Por su parte, el ex intendente y diputado nacional (MC), Carlos Selva, brindó un discurso cargado de conceptos económicos y sociales, centrando su análisis en la «mortalidad empresaria» que atraviesa el país.
Destrucción del aparato productivo: Selva alertó que, desde diciembre de 2023 a la fecha, cerraron 24.180 empresas. «Es el proceso más rápido de destrucción de la historia argentina, superando la crisis de 2001 y la pandemia», enfatizó.
El «falso» superávit: «El gobierno habla de superávit como mérito propio, pero si uno no le paga a nadie, la plata le sobra.
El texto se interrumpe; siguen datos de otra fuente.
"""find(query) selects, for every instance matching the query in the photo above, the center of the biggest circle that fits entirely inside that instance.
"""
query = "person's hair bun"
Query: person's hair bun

No le pagan a nadie y es increíble que no tenga consecuencias legales».
Defensa de la gestión anterior: El dirigente recordó que en marzo de 2020 se tomó la decisión estratégica de cuidar el aparato productivo pagando sueldos del sector privado (ATP) para evitar el cierre masivo de empresas.
Selva también cuestionó duramente el RIGI (Régimen de Incentivo para Grandes Inversiones), señalando que mientras se dan beneficios extraordinarios a capitales extranjeros, las empresas locales son «abandonadas y asfixiadas».
La reunión previa del Consejo Partidario del PJ en la sede de la 17 de Octubre marca un hito en la búsqueda de la unidad local, intentando amalgamar las diferentes vertientes del peronismo mercedino de cara al escenario electoral y social que se avecina.
Hacia la organización del campo popular
Sobre el final, ambos expositores coincidieron en que el desafío actual excede lo partidario. Selva llamó a un consenso de la dirigencia en temas clave como educación, ciencia y tecnología, denunciando una desarticulación del sistema que provoca la fuga de recursos humanos.
«Si nos circunscribimos solo al peronismo no podemos; debemos trabajar todos para recuperar el poder y garantizar los derechos de la tercera edad y la discapacidad, sectores que hoy sufren un plan de exterminio sistemático», concluyó Selva.
La jornada cerró con una militancia activa, reforzando la idea de que, en tiempos de crisis, la política sigue siendo la herramienta fundamental de cambio y resistencia frente al quiebre de los derechos sociales.